About 1 in 26 Americans will be diagnosed with epilepsy at some point, according to the Centers for Disease Control and Prevention. The condition currently affects 2.3 million Americans, including many Chicago residents. Unfortunately, in 3 out of 10 cases, medication is not effective in preventing seizures and other disruptive symptoms, according to the Epilepsy Foundation.
Social Security Disability benefits may be available to people who cannot work or perform daily activities due to epilepsy. However, these people must provide extensive medical documentation to show the condition is debilitating even with the use of appropriate medication.
People seeking SSD benefits must provide the Social Security Administration with a professional diagnosis of epilepsy and a description of a typical seizure. The applicant’s personal description should be supported with a third-party description. Additionally, the applicant’s doctor should state in writing whether the applicant’s reported symptoms seem reasonable based on the doctor’s own observations.
The applicant should submit a record of past seizures and attempted treatments. The SSA will also need proof that the applicant is taking prescribed medications. The SSA may consider the following things to evaluate compliance:
- Level of medication detected in the body — the SSA may use blood tests to determine whether an applicant is taking enough medication.
- Valid reasons for low levels of medication — the SSA recognizes that each individual may absorb or metabolize drugs differently.
- Adverse effects of medication — large doses of medication may have undesirable or even disabling side effects.
- If an applicant shows compliance with treatment protocol, and medication use is not disabling in itself, the SSA will consider whether the epilepsy qualifies as a disabling condition.
Means of qualifying
Both grand mal and petit mal epilepsy are included in the SSA book Disability Evaluation Under Social Security. Conditions in this book are automatically considered disabling from a medical standpoint if they meet severity criteria. To meet listing requirements, both types of epilepsy must cause more than one seizure a month. The applicant must also be at least three months into a treatment protocol.

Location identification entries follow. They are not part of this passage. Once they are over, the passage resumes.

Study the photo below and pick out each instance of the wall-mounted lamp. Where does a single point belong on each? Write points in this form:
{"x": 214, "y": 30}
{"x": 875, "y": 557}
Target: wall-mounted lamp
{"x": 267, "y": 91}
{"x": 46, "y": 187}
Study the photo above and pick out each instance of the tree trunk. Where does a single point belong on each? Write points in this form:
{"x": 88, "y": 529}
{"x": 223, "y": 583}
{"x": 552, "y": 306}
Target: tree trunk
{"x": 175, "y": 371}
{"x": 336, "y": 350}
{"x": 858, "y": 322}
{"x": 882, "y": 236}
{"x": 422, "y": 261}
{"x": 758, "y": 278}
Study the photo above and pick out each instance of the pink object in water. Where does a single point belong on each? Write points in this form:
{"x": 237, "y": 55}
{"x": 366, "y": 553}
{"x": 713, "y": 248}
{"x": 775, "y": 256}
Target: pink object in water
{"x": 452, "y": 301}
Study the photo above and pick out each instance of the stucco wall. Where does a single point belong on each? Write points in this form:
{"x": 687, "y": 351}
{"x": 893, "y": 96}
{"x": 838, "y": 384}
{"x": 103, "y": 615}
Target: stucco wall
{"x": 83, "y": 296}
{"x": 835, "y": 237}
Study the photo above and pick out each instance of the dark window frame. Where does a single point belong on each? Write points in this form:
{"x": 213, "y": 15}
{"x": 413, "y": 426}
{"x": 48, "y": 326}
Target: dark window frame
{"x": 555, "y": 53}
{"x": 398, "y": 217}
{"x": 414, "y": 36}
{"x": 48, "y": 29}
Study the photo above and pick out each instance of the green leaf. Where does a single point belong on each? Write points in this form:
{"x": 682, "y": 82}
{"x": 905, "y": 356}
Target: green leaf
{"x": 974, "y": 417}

Grand mal epilepsy must cause daytime episodes with loss of consciousness or nocturnal episodes. The nocturnal episodes must cause symptoms that interfere with daytime activities. Petit mal epilepsy must cause loss of awareness or consciousness, along with abnormal behaviors or disruption of daily activities.
People who do not meet these criteria may still qualify for a medical-vocational allowance if the epilepsy prevents gainful employment. The SSA may consider the person’s background, age and job-related skills to determine what kind of employment the person is reasonably qualified for. Medically, the SSA may evaluate secondary impairments and the effects of the medication in addition to the epilepsy.